Joel Kotkin is the Presidential Fellow in Urban Futures at Chapman
University in Orange, California and Executive Director of the
Houston-based Urban Reform Institute. He is Senior Fellow for
Heartland Forward and Executive Editor of the widely read website
NewGeography.com. He is a regular contributor to City
Journal, Daily Beast, Quillette and Real Clear
Politics. As director of the Center for Demographics and Policy
at Chapman, he was the lead author of a major study on housing, and
recently, with Marshall Toplansky, published a strategic analysis
for Orange County, CA.
Kotkin is the author of eight previous books, including The Human City: Urbanism for the Rest of Us and the highly praised The New Class Conflict. He co-edited the 2018 collection Infinite Suburbia. Kotkin's books The City: A Global History and Tribes: How Race, Religion and Identity Are Reshaping the Global Economy, were published in numerous languages including Spanish, Chinese, Korean, Japanese, German and Arabic. Kotkin has published reports on topics ranging from the future of class in global cities to the places with the best opportunities for minorities.
Kotkin has conducted major studies on demography and urbanism in East Asia, the United Kingdom, Canada, and many cities in the United States.

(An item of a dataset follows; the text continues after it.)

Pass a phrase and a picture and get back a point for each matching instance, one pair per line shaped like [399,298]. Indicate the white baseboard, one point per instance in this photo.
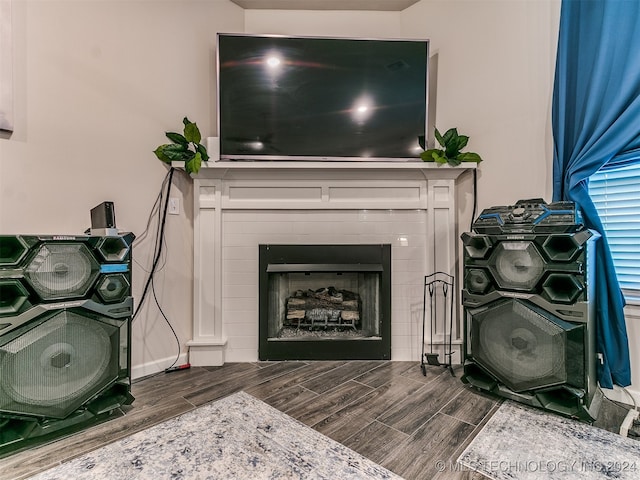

"Kotkin has written an essential and critical study of emerging class structures at the intersection of technological determinism and post-industrial capitalism. He suggests that technological oligarchs are already controlling our economic future while creating a high-tech neo-feudal society that undermines democracy and economic mobility for the middle and working classes." --John Russo, Visiting Scholar, Kalmanovitz Initiative for Labor and Working Poor at Georgetown University, Co-editor, Working-Class Perspectives "Our society and economy is no longer progressing but regressing into a kind of "neo-feudalism." As Joel Kotkin describes it, our once-great middle class is being eviscerated and America is dividing into a small group of uber-wealthy oligarchs who have colonized luxury cities like San Francisco and New York. A gripping cautionary tale by one of the most provocative and original thinkers of our time, this book is a must read for all those concerned about the future of our cities and our society." --Richard Florida, author of The Rise of the Creative Class and The New Urban Crisis.